The Geography Colloquium series presents Dr. Jon Barnett of the University of Melbourne on “Climate Change and Human Security: Key Findings from the 5th Assessment of the Intergovernmental Panel on Climate Change” on Friday, Oct. 10, from 3:05-4:30 p.m. in Walter Hall 235.
The colloquium is co-sponsored by Ohio University’s Environmental Studies Program, the Voinovich School of Leadership and Public Affairs, the Sustainability Studies curricular theme, and the Department of Geography.

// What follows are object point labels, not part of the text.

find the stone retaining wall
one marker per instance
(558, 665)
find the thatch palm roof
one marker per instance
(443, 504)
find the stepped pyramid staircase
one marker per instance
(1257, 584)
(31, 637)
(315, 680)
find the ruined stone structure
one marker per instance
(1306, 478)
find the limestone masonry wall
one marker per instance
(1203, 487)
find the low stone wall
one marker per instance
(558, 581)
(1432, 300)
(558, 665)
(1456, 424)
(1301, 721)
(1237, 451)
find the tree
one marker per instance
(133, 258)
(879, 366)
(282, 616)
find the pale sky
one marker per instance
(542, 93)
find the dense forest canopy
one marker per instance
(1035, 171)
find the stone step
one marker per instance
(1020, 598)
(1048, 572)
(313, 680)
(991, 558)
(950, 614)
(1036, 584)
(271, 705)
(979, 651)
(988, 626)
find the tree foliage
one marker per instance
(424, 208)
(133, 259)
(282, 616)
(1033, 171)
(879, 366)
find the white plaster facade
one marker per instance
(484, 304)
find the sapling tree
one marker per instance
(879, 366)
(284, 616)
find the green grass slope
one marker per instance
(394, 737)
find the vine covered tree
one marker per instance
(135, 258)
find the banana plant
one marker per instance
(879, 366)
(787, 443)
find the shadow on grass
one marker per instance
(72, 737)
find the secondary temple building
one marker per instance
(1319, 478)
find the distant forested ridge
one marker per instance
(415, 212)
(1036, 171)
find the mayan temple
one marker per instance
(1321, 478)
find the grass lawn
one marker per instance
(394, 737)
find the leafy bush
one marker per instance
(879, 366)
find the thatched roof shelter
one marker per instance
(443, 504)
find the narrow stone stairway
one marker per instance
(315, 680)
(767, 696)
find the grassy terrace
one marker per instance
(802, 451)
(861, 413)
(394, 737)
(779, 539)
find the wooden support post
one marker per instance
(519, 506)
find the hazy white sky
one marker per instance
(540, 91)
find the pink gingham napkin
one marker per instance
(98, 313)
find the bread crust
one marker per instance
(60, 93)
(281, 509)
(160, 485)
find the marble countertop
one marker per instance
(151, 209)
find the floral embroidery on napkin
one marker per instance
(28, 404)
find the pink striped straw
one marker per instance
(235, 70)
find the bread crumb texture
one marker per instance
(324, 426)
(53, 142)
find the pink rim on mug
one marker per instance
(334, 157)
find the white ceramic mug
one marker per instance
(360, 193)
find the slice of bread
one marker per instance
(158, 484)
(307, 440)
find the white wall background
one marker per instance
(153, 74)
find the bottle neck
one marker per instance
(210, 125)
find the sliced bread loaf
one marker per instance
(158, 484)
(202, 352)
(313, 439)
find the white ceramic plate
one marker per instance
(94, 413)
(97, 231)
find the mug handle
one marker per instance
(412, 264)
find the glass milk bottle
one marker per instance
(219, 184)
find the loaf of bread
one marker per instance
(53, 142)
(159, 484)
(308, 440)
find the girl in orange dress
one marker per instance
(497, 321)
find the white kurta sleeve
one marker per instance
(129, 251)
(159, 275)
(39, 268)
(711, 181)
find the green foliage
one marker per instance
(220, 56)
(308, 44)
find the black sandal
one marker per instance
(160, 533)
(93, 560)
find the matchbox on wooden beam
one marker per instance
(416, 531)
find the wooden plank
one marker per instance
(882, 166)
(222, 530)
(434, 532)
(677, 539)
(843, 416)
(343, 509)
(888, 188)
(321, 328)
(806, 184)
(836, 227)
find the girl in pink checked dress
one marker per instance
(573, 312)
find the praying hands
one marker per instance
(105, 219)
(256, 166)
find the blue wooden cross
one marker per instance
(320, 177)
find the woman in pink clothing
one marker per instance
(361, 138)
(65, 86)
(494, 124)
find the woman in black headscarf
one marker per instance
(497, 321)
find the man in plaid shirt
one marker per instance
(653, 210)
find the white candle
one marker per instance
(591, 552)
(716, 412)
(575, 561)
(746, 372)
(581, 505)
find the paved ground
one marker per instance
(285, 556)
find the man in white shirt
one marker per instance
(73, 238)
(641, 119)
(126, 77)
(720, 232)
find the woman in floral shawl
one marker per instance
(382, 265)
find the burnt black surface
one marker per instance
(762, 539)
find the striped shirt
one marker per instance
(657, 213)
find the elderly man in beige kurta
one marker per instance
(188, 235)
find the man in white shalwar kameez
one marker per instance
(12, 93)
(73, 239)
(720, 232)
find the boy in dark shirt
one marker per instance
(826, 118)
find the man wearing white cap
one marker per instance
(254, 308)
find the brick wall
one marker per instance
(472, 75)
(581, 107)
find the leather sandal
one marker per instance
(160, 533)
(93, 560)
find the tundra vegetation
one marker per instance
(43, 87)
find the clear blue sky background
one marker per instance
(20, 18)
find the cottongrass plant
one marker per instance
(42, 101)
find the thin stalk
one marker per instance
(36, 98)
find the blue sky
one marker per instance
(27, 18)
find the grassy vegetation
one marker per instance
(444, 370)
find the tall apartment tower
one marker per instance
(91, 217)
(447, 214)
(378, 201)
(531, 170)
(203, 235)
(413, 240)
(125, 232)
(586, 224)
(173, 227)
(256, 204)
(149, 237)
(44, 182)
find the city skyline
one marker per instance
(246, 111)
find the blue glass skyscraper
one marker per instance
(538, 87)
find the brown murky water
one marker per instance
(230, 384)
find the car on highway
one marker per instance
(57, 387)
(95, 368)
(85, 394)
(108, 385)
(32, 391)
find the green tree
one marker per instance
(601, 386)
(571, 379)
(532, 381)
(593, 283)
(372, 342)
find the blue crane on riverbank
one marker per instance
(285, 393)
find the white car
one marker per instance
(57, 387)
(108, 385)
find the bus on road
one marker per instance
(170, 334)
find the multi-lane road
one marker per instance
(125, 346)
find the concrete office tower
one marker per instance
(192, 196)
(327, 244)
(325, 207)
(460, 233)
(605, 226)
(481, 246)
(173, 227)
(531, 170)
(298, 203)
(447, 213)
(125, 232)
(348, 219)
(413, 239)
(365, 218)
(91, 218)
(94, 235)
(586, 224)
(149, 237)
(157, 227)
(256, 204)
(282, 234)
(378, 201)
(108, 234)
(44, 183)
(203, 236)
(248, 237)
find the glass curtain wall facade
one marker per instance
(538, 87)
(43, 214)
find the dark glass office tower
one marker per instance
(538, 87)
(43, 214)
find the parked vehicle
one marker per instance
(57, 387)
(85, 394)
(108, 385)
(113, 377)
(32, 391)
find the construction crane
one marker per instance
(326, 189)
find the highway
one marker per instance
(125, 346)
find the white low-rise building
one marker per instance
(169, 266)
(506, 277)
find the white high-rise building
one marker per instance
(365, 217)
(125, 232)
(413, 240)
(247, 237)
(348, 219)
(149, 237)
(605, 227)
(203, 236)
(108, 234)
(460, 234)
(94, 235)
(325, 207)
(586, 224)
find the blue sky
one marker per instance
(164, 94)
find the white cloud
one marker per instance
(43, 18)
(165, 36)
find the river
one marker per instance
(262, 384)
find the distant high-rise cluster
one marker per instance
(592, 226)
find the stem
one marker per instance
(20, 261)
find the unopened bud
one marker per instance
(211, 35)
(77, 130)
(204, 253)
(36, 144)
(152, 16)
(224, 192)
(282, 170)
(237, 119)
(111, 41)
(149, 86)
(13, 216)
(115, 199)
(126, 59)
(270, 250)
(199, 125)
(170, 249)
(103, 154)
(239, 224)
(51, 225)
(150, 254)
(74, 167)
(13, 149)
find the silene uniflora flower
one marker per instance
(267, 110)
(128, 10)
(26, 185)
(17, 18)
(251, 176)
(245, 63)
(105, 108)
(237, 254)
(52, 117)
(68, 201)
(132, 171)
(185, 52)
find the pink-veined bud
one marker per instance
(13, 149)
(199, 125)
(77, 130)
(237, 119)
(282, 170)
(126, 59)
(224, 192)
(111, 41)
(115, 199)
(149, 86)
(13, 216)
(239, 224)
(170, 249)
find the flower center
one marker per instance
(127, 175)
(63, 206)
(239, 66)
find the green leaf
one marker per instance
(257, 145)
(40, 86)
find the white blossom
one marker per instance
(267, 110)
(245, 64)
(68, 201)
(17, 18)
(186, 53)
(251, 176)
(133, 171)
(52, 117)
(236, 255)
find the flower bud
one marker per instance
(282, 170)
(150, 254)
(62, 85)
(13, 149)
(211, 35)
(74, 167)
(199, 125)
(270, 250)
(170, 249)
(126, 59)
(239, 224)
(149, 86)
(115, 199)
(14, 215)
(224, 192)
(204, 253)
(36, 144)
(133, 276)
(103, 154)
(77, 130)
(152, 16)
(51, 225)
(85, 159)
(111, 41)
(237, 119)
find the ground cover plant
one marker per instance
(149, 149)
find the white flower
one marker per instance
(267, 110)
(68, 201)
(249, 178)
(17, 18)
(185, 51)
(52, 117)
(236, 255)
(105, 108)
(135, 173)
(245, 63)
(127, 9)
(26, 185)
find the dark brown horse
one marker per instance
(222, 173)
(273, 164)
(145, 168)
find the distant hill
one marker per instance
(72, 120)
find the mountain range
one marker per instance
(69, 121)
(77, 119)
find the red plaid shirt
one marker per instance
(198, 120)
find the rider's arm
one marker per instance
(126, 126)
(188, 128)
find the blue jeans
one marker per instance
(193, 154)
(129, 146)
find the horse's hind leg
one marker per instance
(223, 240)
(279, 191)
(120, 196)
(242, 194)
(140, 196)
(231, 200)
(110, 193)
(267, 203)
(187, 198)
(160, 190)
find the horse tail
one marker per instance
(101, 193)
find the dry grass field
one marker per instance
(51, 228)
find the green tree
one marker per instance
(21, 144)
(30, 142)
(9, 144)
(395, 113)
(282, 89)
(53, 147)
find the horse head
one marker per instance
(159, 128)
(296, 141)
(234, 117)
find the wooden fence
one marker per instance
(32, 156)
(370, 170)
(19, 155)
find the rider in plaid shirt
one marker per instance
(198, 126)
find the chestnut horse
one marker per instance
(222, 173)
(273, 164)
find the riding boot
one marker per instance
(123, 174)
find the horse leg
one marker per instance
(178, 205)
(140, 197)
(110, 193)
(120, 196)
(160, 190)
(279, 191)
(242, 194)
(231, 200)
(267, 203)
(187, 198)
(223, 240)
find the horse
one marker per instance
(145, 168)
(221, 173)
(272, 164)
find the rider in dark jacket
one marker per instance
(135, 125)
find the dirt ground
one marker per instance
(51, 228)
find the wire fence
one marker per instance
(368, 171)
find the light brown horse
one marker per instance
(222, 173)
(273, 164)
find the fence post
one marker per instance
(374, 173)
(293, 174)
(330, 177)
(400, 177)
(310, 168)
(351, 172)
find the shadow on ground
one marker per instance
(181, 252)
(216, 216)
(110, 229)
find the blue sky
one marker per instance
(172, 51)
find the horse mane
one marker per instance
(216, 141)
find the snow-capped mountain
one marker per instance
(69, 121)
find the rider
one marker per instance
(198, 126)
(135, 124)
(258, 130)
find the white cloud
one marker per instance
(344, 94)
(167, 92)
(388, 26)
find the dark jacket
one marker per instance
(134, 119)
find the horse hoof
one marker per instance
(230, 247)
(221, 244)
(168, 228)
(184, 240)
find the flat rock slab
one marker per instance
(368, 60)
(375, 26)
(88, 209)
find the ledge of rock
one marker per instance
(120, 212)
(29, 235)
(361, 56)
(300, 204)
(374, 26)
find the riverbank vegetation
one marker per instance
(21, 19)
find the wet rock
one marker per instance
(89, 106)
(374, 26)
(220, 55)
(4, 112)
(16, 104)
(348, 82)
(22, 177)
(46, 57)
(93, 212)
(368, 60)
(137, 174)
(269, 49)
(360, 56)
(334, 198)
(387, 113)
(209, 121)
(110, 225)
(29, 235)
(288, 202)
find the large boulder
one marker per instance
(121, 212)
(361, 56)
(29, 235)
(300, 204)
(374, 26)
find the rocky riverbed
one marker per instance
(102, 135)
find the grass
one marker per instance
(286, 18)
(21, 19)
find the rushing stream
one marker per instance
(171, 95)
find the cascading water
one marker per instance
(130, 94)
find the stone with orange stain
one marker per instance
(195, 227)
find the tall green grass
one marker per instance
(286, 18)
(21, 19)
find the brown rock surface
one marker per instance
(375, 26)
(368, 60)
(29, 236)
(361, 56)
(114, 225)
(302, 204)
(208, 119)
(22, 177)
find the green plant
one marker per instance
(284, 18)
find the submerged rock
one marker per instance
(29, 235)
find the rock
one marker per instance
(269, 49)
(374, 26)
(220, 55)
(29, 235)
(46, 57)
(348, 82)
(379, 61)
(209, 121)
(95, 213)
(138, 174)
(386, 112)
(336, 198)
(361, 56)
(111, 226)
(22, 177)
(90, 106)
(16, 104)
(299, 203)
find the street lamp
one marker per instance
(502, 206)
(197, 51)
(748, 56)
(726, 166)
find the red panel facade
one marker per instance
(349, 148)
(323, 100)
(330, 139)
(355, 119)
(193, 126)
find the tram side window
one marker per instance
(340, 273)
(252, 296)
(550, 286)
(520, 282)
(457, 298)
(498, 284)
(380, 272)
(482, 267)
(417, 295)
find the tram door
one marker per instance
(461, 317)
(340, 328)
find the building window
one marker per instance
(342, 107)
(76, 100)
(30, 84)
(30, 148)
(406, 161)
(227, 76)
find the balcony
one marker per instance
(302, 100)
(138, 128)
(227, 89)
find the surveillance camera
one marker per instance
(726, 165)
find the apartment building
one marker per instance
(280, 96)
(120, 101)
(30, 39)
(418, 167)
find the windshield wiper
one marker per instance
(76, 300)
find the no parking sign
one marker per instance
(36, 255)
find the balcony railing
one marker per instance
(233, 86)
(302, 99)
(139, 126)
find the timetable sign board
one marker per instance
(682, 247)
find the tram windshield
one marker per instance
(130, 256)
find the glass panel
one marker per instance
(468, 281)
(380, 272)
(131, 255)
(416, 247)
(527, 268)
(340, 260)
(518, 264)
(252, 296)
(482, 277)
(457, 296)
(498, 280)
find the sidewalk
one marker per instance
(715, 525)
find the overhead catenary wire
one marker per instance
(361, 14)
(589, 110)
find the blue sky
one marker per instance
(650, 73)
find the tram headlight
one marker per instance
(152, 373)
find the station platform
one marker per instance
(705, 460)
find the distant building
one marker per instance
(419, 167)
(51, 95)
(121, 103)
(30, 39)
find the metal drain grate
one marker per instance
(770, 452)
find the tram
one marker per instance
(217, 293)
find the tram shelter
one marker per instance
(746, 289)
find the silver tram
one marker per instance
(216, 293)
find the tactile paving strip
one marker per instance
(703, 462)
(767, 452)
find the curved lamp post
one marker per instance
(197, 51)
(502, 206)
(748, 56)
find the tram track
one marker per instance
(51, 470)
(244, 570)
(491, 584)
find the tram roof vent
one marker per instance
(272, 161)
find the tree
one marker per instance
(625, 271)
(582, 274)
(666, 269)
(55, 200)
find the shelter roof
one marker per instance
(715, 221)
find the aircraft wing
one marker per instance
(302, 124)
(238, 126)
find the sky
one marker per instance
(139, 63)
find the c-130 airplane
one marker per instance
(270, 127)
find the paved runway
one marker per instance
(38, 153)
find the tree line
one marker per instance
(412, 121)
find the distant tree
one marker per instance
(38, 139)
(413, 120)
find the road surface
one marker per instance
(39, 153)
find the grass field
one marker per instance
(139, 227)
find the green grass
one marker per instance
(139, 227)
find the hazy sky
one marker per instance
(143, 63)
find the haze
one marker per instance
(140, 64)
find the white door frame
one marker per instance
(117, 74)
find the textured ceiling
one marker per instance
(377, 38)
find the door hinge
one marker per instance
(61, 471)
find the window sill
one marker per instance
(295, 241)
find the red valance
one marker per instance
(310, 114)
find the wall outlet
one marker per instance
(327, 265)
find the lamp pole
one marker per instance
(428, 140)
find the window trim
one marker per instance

Barnett is Professor and Australian Research Council Future Fellow in the School of Geography at The University of Melbourne. Jon is a political geographer whose research seeks to understand the social impacts of and responses to environmental change in Australia, East Asia and the South Pacific. Jon is a Lead Author for the Fifth Assessment Report of the Intergovernmental Panel on Climate Change, and co-editor of Global Environmental Change.
The issue of climate change and security is contentious: there are strident debates about methods and evidence among researchers, and equally strident debates about the securitisation of climate change among members of the United Nations. Government members of the Intergovernmental Panel on Climate Change requested that the current state of scientific knowledge on this topic be assessed in its most recent Assessment Report. Given attacks on the credibility of the IPCC in recent years, the epistemological and theoretical challenges of research on climate change and security, and high-level political interest in the findings of the IPCC on this topic, this assessment was not without its challenges. This seminar reports on the process and outcomes of this assessment, and in doing so reflects more broadly on the state of knowledge about the social consequences of climate change, and on the IPCC’s procedures for assessing this knowledge.